I shall first give you a binary $(16,256,6)$ code aka the Nordstrom-Robinson code.

Consider the $\mathbf{Z}_4$-submodule $N$ of $\mathbf{Z}_4^8$ generated by the rows of the matrix $$ G=\left( \begin{array}{cccccccc} 1&3&1&2&1&0&0&0\\ 1&0&3&1&2&1&0&0\\ 1&0&0&3&1&2&1&0\\ 1&0&0&0&3&1&2&1 \end{array}\right). $$

Looking at the last four columns tells you immediate that $N$ is a free $\mathbf{Z}_4$-module with rows of $G$ as a basis, and therefore it has $256$ elements. It is easy to generate all 256 them, e.g. by a fourfold loop. Let us define a function called the Lee weight $w_L$. It is a modification of the Hamming weight. We define it first on elements of $\mathbf{Z}_4$ by declaring $w_L:0\mapsto 0$, $1\mapsto 1$, $2\mapsto 2$, $3\mapsto 1$, and then extend the definition to vectors $\vec{w}=(w_1,w_2,\ldots,w_8)$ by $$ w_L(\vec{w})=\sum_{i=1}^8w_L(w_i). $$ It is now relatively easy to check (e.g. by listing all the 256 elements of $N$, but there are also cleaner ways of doing this) that for any non-zero $\vec{w}\in N$ we have $w_L(\vec{w})\ge 6$.

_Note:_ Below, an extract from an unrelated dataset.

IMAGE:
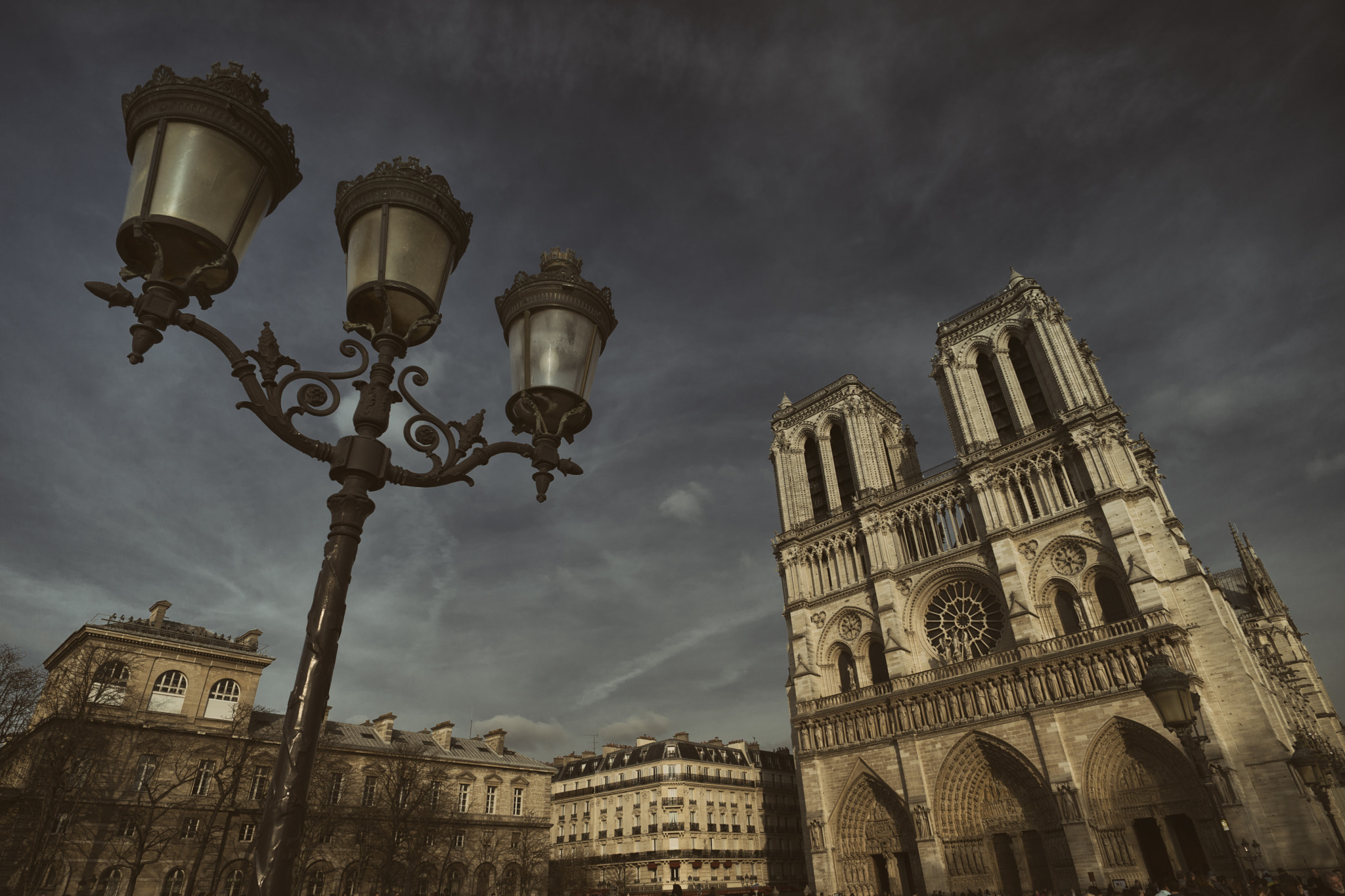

Then we turn the $\mathbf{Z}_4$-module $N$ into a binary code. We turn each element of $\mathbf{Z}_4$ to a pair of bits with the aid of the Grey mapping $\varphi:\mathbf{Z}_4\rightarrow \mathbf{Z}_2^2$ defined as follows: $\varphi(0)=00$, $\varphi(1)=01$, $\varphi(2)=11$, $\varphi(3)=10$. We then extend this componentwise to a mapping from $\mathbf{Z}_4^8$ to $\mathbf{Z}_2^{16}$. For example, the first generating vector becomes $$ \varphi: 13121000 \mapsto 01\ 10\ 01\ 11\ 01\ 00\ 00\ 00. $$ The mapping $\varphi$ is not a homomorphism of groups, so the image $\varphi(N)$ is not a subgroup of $\mathbf{Z}_2^{16}$, i.e. $\varphi(N)$ is not a linear code. However, we make the key observation that $\varphi$ is an isometry. Basically it turns the Lee weight into Hamming weight. So if $\varphi(\vec{w})$ and $\varphi(\vec{w}')$ are two distinct elements of $\varphi(N)$, then $$ d_{Hamming}(\varphi(\vec{w}),\varphi(\vec{w}'))=w_L(\vec{w}-\vec{w}')\ge6. $$ It is easy to show this by first checking that this relation holds for all pairs of elements of $\mathbf{Z}_4$. As the corresponding function on vectors is the componentwise sum, the relation holds for vectors as well.

Therefore $\varphi(N)$ is a (non-linear) binary $(16,256,6)$ code.

Finally, we get at a non-linear binary $(15,256,5)$-code by dropping, say, the last bit from all the vectors of $\varphi(N)$.